Given the ability to determine peak location and shape, we sought to determine if the neural network can be used to increase the accuracy of peak integration. Previously, we have used trial refinements starting from the same initial model to compare integration schemes quantitatively (Sullivan et al., 2018). This worked well to compare profile fitting with spherical integration because the differences sharply contrasted. The improvements between profile fitting and the presented machine learning integration schemes, however, are not as drastic and so any differences could be an artefact of structural modelling. Intensity statistics allow integration schemes to be compared without having to involve structural modelling, which is somewhat dependent on the person performing the modelling. The intensity statistics from the X-ray data, which were collected after the non-ionizing neutron data collection, show distributions in agreement with ideal distributions (Fig. 4 and Table 2). These results confirm that data are measured from a high-quality crystal with no detectable twinning or pseudo-centring.

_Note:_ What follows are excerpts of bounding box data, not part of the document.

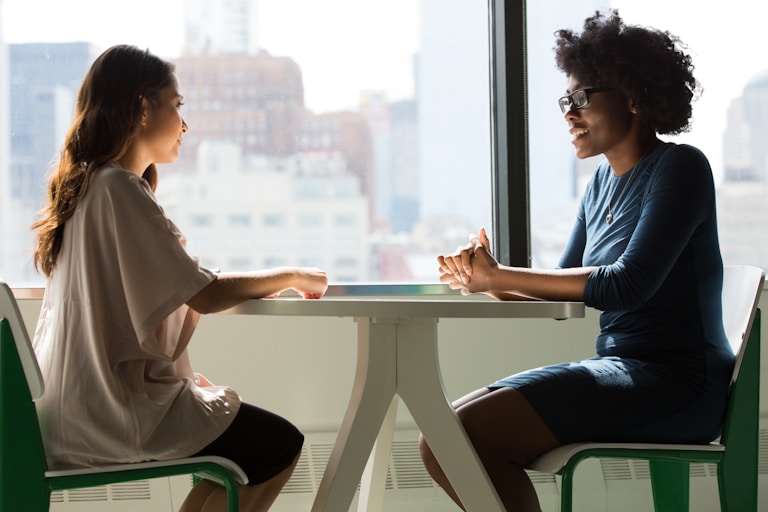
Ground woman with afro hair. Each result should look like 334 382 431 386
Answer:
421 10 733 511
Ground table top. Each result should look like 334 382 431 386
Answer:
222 297 585 318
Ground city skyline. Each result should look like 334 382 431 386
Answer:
0 0 765 286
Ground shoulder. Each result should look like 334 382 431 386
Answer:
659 142 711 172
84 165 158 214
89 164 151 190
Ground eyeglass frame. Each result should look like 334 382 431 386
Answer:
557 87 616 114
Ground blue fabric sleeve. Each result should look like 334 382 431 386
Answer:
584 145 716 311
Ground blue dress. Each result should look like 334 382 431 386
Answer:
488 143 734 443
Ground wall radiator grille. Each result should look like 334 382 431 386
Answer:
46 429 768 503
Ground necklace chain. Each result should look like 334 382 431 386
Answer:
605 145 653 224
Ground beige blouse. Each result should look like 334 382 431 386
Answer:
34 166 240 469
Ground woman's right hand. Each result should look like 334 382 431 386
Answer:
437 228 491 289
291 267 328 299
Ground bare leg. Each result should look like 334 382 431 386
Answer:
419 388 559 512
179 453 301 512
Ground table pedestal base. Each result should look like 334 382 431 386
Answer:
312 317 504 512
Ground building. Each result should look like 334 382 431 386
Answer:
717 72 768 268
0 43 98 284
157 141 370 282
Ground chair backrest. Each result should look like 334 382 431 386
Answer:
0 281 45 399
723 266 765 382
0 282 50 512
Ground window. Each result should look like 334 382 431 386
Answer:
0 0 492 286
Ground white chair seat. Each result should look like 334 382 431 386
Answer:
526 443 725 473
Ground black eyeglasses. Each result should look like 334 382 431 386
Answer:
557 87 615 114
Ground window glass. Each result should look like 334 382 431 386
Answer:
527 0 768 268
0 0 492 286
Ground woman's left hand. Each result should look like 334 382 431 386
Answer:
437 228 498 294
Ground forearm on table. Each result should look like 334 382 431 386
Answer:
491 265 595 301
187 267 297 313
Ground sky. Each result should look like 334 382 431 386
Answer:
0 0 768 175
0 0 419 111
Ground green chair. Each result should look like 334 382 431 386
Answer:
0 281 248 512
528 267 764 512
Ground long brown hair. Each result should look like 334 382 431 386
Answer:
32 45 174 276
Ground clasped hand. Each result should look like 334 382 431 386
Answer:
437 228 499 295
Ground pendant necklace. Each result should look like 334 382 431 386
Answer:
605 145 653 224
605 168 637 224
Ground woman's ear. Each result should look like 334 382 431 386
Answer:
141 97 152 127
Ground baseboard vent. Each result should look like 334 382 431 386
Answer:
46 429 768 511
51 480 152 503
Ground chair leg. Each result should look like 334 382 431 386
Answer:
560 464 576 512
648 460 690 512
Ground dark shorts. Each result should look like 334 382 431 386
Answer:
195 403 304 485
488 354 731 444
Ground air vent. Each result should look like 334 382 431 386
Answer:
51 480 152 503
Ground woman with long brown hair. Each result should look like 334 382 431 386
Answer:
33 45 328 512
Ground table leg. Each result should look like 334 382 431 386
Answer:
357 395 400 512
312 318 397 512
397 319 504 512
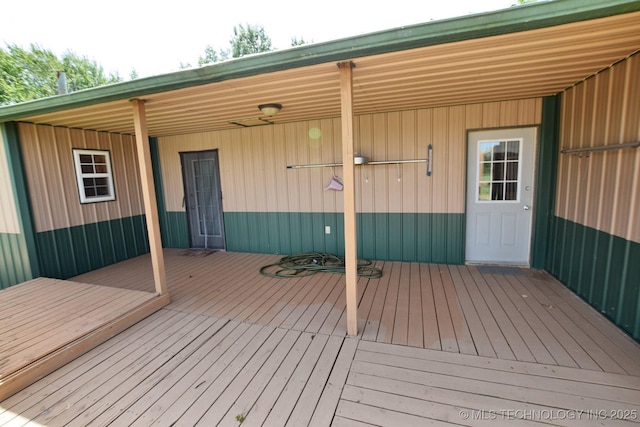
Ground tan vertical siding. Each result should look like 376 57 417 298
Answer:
556 55 640 242
0 132 20 234
19 123 144 232
158 99 542 217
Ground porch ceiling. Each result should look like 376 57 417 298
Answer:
8 8 640 136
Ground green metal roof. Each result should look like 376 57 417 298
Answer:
0 0 640 122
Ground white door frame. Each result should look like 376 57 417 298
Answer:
465 126 538 266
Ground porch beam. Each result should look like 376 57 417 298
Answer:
338 61 358 336
131 99 168 295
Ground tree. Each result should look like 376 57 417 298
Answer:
230 24 273 58
291 36 313 47
198 24 273 65
0 44 122 105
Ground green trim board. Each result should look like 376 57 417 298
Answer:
36 215 149 279
149 137 189 249
0 233 33 289
0 0 640 122
547 217 640 341
0 123 40 287
218 212 464 264
531 95 562 268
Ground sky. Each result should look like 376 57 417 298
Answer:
0 0 516 80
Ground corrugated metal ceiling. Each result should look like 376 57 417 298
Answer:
8 12 640 136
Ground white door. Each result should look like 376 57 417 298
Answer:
466 128 537 266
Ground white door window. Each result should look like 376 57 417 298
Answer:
466 128 536 266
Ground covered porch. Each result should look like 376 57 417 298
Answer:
0 250 640 426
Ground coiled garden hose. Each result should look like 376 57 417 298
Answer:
260 252 382 279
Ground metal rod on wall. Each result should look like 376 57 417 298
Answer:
560 141 640 154
287 159 428 169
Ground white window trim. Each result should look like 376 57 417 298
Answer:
73 148 116 203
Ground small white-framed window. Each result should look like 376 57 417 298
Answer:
73 148 116 203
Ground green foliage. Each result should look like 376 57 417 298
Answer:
291 36 313 47
0 44 122 105
198 45 229 65
229 24 273 58
198 24 273 68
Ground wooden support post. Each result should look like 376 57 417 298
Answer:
338 61 358 336
132 99 168 295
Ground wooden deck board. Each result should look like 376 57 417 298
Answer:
348 341 640 425
5 251 640 427
0 278 165 398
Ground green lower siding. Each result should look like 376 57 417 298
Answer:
0 233 33 289
547 217 640 341
36 215 149 279
162 212 464 264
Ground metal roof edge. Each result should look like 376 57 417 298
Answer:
0 0 640 123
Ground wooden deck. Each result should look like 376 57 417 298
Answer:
0 250 640 427
0 278 168 400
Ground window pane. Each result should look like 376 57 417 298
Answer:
506 162 518 181
478 183 491 200
491 182 504 200
492 162 504 181
504 182 518 200
493 141 506 162
507 141 520 160
96 186 109 196
479 142 497 162
480 163 491 182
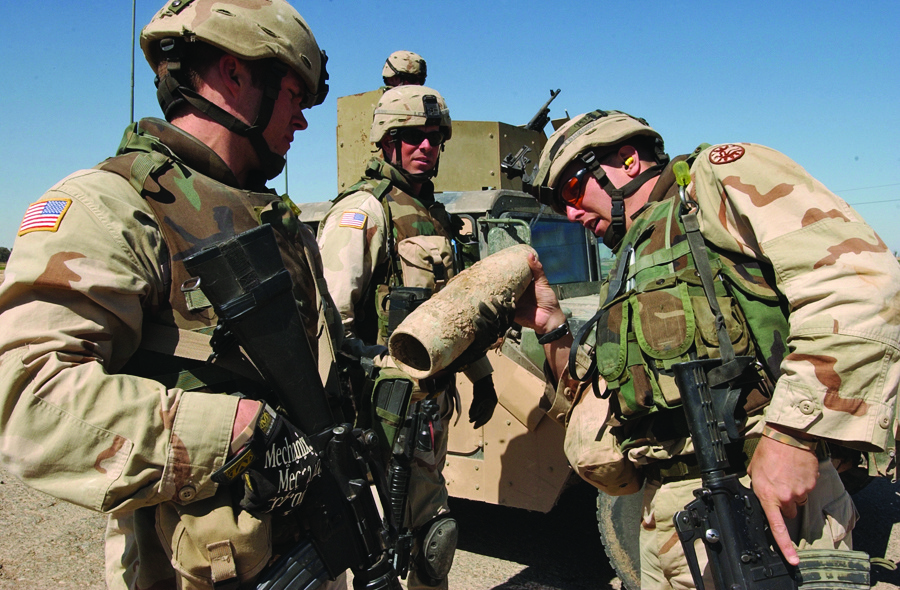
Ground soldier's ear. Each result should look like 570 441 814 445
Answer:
617 145 641 178
378 138 394 162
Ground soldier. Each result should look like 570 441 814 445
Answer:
0 0 346 588
516 110 900 589
381 51 428 88
318 86 497 588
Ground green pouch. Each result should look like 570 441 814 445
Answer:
372 367 413 452
628 282 696 360
797 549 871 590
375 285 391 346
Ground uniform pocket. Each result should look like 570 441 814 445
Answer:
822 491 859 546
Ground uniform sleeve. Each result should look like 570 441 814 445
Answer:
0 170 237 512
691 144 900 450
317 192 388 338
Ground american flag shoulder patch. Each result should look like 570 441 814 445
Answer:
338 211 369 229
18 199 72 236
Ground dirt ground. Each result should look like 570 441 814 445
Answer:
0 470 900 590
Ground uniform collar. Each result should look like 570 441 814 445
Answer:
128 117 251 191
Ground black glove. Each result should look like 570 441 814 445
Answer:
212 404 321 514
469 375 497 428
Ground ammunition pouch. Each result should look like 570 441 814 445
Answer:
797 549 871 590
156 487 272 589
371 368 413 453
385 287 431 341
563 387 641 496
416 514 459 586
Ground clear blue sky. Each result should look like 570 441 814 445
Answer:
0 0 900 251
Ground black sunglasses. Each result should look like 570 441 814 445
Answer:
397 128 444 146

It must be the case, then, that any deviation in intensity statistics from the neutron data set is a result of either experiment quality or the peak integration scheme.

A summary of intensity statistics for the same peak set for neutron data varying only by integration scheme is presented in Table 2, while the CDFs of resolution-normalized intensities, N(z), are shown in Fig. 4 (solid lines). Looking at acentric peaks, spherical integration deviates considerably from the ideal distribution, particularly at low Z where the slope of N(z) is nearly zero. Such a discrepancy in the CDFs demonstrates that spherical integration fails to provide accurate intensities and variances for low-intensity peaks. Furthermore, this deviation from accuracy persists when considering only peaks with I/σ > 1 for spherical integration (dashed line) and explains why spherical integration results in higher data completeness despite poor accuracy (Table S1). Profile fitting, which has been shown to more accurately integrate high-resolution low-intensity peaks (Sullivan et al., 2018), yields a CDF with much better agreement with the predicted and X-ray CDFs, especially at low z. The k-NN algorithm, which applies the profile of the most similar peak in the training set, yields nearly the same intensity statistics as profile fitting. This is an important control experiment result as it demonstrates that the training set used to train the neural network provides enough coverage for the peaks the neural network is expected to predict. Finally, the neural network results in intensity statistics that most resemble the expected and X-ray distributions. This result demonstrates unequivocally that neural networks can be used to integrate Bragg peaks. Profile fitting, k-NN and the neural network yield similar merging statistics (Table 3), with the neural network showing slightly decreased overall R factors and an increased CC1/2 in the outermost shell (Karplus & Diederichs, 2012). Similar distributions are seen for centric peaks. Analysis of the L statistics, which do not rely on shell normalization, confirm the performance of each integration method. Furthermore, to explore the full potential of each integration method, results are presented for which I/σ > 1 for each integration method (Tables S1 and S2, and Fig. 4, dashed lines.)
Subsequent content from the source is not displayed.